Selling Your Home - Appraisals, Assessments & Market Analysis
What is the difference between Market Analysis and Appraised Value?
The appraised value of a house is a certified appraiser's opinion of the worth
of a home at a given point in time. Lenders require appraisals as part of the
loan application process; fees range from $300 to $400. Market value is what
price the house will bring at a given point in time. A comparative market
analysis is an informal estimate of market value, based on sales of comparable
properties, performed by a real estate agent or broker. Either an appraisal or
a comparative market analysis is the most accurate way to determine what your
home is worth.
What's a house worth?
A home is ultimately worth what someone will pay for it. Everything else is an
estimate of value. To determine a property's value, most people turn to either
an appraisal or a comparative market analysis. An appraisal is a certified
appraiser's estimate of the value of a home at a given point in time.
Appraisers consider square footage, construction quality, design, floor plan,
neighborhood and availability of transportation, shopping and schools.
Appraisers also take lot size, topography, view and landscaping into account. A
comparative market analysis is a real estate broker's or agents informal
estimate of a home's market value, based on current sales of comparable homes
in a neighborhood. Local Realtor's often have intimate knowledge of certain
neighbourhoods and are actively working with buyers looking for homes. They
will often place value on certain attributes that they know will be
appealing to buyers at a particular given time.
What Does Assessed Value have to do with Market Value?
There are several things to consider when determining the pricing of
your home for sale. The most common benchmark people use is the Assessed
Value. This is the value used by local governments to determine your
property taxes. However, this is not a reliable standard of measurement for
pricing your property for sale. A quick survey of recent sales and their
relation to assessed values will tell you that. In past years, we
have found it useful to know 'the general relationship' between market value
and assessed value. For example, when we would do a Current Market Analysis
for a client, prices tended to fall between 110% and 120% of assessed value
on average. However, since mid-2008 there seems to be a shift.
Instead, properties are priced on either side of assessed value, some just
below, some at assessed value, some just over assessed value, and some way above
assessed value. There seems to be no clear relationship between sale price and
assessed value these days. It's all over the map.
How Do You Figure Out the Market Value of Your House?

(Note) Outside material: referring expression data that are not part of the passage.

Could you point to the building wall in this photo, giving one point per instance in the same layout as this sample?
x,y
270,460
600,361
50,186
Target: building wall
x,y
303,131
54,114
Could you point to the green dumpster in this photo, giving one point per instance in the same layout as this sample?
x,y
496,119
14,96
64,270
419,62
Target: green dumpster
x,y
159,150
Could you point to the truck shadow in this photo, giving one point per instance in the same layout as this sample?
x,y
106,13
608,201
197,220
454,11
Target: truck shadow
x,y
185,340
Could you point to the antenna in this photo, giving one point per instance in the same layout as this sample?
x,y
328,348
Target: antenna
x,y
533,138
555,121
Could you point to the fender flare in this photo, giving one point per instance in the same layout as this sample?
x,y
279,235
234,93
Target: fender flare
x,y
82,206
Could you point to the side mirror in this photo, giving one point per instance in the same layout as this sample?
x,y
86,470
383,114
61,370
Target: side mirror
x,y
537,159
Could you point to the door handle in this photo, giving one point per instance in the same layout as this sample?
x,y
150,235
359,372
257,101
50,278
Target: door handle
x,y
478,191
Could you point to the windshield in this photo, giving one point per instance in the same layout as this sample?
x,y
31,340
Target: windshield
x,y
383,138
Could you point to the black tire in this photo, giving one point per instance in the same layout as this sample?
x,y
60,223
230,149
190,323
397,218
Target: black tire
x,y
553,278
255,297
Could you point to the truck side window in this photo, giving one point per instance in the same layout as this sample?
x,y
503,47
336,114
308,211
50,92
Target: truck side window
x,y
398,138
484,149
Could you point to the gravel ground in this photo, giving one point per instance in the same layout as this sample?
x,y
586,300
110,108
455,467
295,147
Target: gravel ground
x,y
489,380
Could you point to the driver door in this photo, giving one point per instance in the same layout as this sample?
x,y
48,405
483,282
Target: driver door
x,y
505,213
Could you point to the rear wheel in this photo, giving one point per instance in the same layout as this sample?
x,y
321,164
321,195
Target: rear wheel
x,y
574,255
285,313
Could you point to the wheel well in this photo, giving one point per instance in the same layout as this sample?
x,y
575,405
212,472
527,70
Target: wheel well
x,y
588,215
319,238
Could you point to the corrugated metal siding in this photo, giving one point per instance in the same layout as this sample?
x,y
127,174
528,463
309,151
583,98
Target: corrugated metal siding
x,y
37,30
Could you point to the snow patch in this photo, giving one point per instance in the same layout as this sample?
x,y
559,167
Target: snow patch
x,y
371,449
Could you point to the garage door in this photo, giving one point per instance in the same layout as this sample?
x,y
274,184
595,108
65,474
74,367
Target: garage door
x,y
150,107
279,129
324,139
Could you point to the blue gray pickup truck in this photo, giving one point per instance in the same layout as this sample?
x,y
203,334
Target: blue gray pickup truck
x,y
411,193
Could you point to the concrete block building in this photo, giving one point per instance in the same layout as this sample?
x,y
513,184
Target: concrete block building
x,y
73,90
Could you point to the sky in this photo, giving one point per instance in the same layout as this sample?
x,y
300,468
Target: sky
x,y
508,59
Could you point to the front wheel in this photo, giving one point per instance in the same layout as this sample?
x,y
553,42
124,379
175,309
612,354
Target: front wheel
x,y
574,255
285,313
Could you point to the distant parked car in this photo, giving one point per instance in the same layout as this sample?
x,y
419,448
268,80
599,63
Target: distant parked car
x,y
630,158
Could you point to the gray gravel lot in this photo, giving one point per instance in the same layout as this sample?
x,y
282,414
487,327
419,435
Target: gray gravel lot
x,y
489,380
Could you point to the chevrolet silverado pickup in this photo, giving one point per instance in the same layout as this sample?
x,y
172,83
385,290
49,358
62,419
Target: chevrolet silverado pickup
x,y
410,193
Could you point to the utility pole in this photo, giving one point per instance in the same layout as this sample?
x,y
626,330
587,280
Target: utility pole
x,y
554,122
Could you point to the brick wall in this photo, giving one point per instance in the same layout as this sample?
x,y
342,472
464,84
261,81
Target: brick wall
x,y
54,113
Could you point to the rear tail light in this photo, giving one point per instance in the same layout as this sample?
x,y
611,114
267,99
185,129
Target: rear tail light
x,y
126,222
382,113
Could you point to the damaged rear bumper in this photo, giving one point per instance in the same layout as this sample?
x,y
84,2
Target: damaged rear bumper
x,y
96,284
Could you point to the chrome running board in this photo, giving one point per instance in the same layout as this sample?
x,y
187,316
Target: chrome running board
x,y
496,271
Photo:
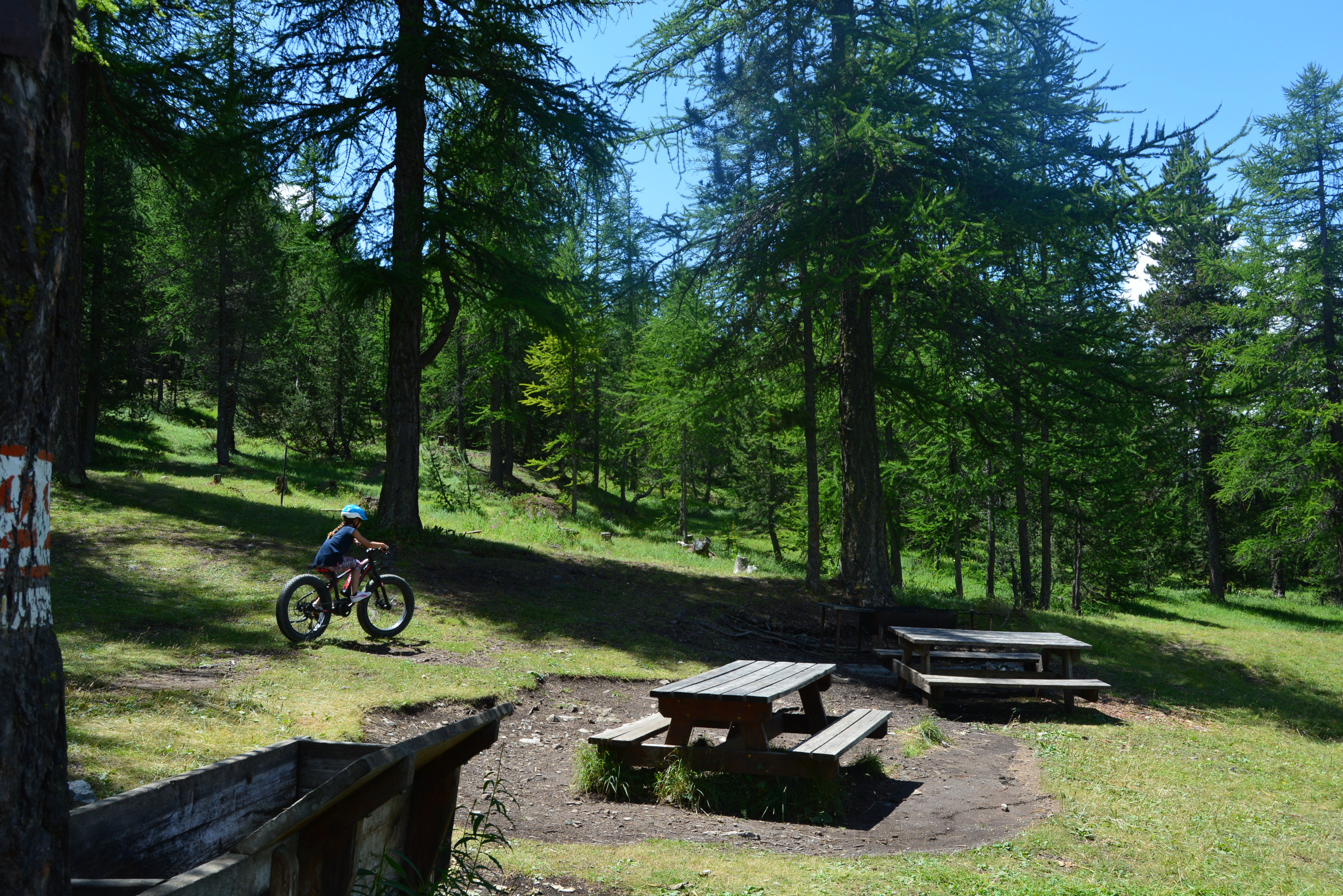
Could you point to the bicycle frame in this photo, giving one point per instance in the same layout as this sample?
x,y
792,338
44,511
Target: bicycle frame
x,y
342,581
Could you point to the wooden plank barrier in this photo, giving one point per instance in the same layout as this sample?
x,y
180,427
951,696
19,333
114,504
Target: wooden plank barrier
x,y
296,819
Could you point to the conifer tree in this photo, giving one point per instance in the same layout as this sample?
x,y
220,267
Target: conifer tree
x,y
1189,309
34,249
366,69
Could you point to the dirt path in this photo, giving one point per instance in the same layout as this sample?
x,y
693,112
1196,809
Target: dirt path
x,y
950,798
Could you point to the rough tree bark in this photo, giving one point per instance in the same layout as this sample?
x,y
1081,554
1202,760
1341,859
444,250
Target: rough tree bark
x,y
34,245
809,432
1329,339
1047,531
597,432
864,555
461,397
992,562
686,481
574,443
954,469
66,463
89,405
1078,558
398,503
1208,488
223,420
894,533
1028,592
496,424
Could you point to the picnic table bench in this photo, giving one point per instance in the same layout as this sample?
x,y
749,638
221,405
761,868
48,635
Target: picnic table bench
x,y
741,698
295,819
919,649
875,620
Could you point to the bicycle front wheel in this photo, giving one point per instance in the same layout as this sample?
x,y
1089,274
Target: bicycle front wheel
x,y
299,609
389,610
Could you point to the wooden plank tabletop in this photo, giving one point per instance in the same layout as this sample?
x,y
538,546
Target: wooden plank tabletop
x,y
971,637
747,680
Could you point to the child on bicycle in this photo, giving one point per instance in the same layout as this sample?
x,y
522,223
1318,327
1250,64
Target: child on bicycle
x,y
334,554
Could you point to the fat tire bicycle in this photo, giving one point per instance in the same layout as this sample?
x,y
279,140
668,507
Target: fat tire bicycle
x,y
305,605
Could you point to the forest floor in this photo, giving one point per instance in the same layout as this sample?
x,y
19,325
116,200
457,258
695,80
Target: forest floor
x,y
1215,769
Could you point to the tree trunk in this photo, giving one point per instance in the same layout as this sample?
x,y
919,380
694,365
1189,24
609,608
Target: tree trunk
x,y
894,533
992,565
954,469
399,501
1028,593
1329,343
223,424
1208,488
36,244
1078,559
864,555
574,441
461,395
774,539
508,433
686,483
809,432
66,463
597,432
89,406
496,424
1047,531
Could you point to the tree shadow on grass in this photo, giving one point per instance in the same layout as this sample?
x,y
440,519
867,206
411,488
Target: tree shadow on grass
x,y
1161,670
1142,608
89,600
1296,616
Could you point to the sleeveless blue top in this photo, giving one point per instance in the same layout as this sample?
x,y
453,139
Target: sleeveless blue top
x,y
335,547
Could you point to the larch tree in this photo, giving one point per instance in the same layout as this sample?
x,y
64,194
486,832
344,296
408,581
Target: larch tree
x,y
1189,311
370,77
36,134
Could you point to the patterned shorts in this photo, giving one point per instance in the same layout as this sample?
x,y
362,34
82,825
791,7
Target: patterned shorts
x,y
346,563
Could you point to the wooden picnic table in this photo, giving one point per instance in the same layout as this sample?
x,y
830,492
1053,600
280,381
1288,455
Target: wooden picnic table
x,y
875,619
921,647
741,698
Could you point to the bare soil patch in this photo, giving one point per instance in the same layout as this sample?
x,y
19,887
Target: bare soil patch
x,y
950,798
414,652
172,680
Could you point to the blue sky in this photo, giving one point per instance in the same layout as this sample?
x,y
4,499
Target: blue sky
x,y
1178,61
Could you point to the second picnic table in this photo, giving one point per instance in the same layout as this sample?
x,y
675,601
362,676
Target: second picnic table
x,y
919,648
741,698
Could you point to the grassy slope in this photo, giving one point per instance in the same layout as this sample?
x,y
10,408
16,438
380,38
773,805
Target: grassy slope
x,y
1236,792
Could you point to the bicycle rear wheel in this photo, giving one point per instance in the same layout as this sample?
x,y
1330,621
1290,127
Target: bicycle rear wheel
x,y
389,610
299,609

One way to determine the list price of your home is to get a realtor to
do a Current Market Analysis (CMA) for you. This will usually include a range of comparable properties to
yours, usually within your neighbourhood. However, if you have a particularly
unique property, they may need to search a broader area to find those
comparable properties. Also, if there has been little activity in your area,
they may need to go further back in time than just the past few weeks or
months. Some realtors will do a CMA in a written report format, while
others will simply pull a selection of comparable properties together and go
through them with you.
A professional appraiser spends all their time appraising properties,
they are paid for the work they do, and their reports are often seen (by
buyers) as less biased. A real estate agent will do 'an estimate'. An appraiser
will do a Professional Appraisal.
Most buyers don't care much about what anybody else thinks the house is
worth. They care what they think it is worth. And if the home is in a state of disrepair or needs substantial renovations, they may see things quite differently.

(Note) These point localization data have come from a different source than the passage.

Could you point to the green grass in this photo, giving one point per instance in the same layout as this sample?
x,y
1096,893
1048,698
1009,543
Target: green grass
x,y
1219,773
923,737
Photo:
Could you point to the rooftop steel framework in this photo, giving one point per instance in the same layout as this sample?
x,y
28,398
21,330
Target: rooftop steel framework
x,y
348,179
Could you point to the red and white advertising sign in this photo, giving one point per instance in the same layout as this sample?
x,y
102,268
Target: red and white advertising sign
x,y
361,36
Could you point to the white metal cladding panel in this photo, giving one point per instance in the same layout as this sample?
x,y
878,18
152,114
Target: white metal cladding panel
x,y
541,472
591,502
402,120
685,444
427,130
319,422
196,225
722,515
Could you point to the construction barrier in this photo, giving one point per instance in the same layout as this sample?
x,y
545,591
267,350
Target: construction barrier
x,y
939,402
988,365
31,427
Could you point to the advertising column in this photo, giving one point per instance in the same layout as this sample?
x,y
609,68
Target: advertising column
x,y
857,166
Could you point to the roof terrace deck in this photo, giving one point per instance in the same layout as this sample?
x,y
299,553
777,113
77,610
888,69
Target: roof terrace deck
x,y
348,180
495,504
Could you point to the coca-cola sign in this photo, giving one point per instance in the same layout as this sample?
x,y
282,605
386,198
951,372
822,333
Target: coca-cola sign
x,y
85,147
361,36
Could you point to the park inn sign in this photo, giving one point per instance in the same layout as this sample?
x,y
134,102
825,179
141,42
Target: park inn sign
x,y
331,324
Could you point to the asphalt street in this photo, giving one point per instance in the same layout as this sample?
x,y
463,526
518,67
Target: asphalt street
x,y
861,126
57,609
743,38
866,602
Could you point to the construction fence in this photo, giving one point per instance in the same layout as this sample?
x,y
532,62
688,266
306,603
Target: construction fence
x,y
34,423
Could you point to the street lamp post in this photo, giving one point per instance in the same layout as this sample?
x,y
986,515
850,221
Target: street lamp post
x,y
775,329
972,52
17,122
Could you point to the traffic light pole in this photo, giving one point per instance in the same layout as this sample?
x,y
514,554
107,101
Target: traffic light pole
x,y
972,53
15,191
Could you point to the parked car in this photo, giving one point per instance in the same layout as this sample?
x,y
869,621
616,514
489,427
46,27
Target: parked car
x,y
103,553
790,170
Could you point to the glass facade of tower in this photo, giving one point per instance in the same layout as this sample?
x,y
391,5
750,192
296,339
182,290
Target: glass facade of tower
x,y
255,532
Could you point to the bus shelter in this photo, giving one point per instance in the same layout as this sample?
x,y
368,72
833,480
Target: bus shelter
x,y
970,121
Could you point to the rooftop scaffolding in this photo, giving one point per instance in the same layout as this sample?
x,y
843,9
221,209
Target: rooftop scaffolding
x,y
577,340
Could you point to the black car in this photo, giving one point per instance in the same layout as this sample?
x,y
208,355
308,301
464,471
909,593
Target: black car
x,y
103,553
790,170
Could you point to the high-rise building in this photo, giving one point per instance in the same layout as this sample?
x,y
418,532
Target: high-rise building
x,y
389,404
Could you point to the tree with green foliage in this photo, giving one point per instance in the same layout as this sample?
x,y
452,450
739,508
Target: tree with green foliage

You only need one Buyer, so given a sufficient length of time on the market with sufficient exposure, the market value of the home is ultimately determined by what a buyer
is willing to pay for the home, in a price range acceptable to the seller.
Different Types of Appraisals
It is important to note that there are two kinds of professional
appraisals. There is the marketing appraisal, such as the one mentioned
above. And there is the financing appraisal, which is done so the bank
is satisfied the house is 'roughly worth' what the buyer and seller have agreed
it's worth. This means that when the appraiser goes in to evaluate a house for
a financing appraisal, they are working for the bank ensuring that the
price you paid for the home is in line with what they consider fair market
value. This is for the banks protection, so that if you default on your
Mortgage and the bank needs to foreclose, they feel comfortable they can get
their money back when they sell it to recover their funds. As they are just
ensuring their investment, we rarely see a financing appraisal
value differ significantly from the sale price. Don't be surprised if, when buying a home, you find your financing
appraisal comes within $2,000 of the sale price. It is not a good standard
of measurement for whether or not you 'got a great deal'.
Finally, please seek legal advice if you are ever approached by somebody wanting to purchase your home in a private sale. There are instances, one of which we know of personally where an elderly lady sold her property well below market value in private sale, when someone knocked on her door to ask if she was interested in selling. You deserve to get as much as you possibly can for your home, based on the current market conditions.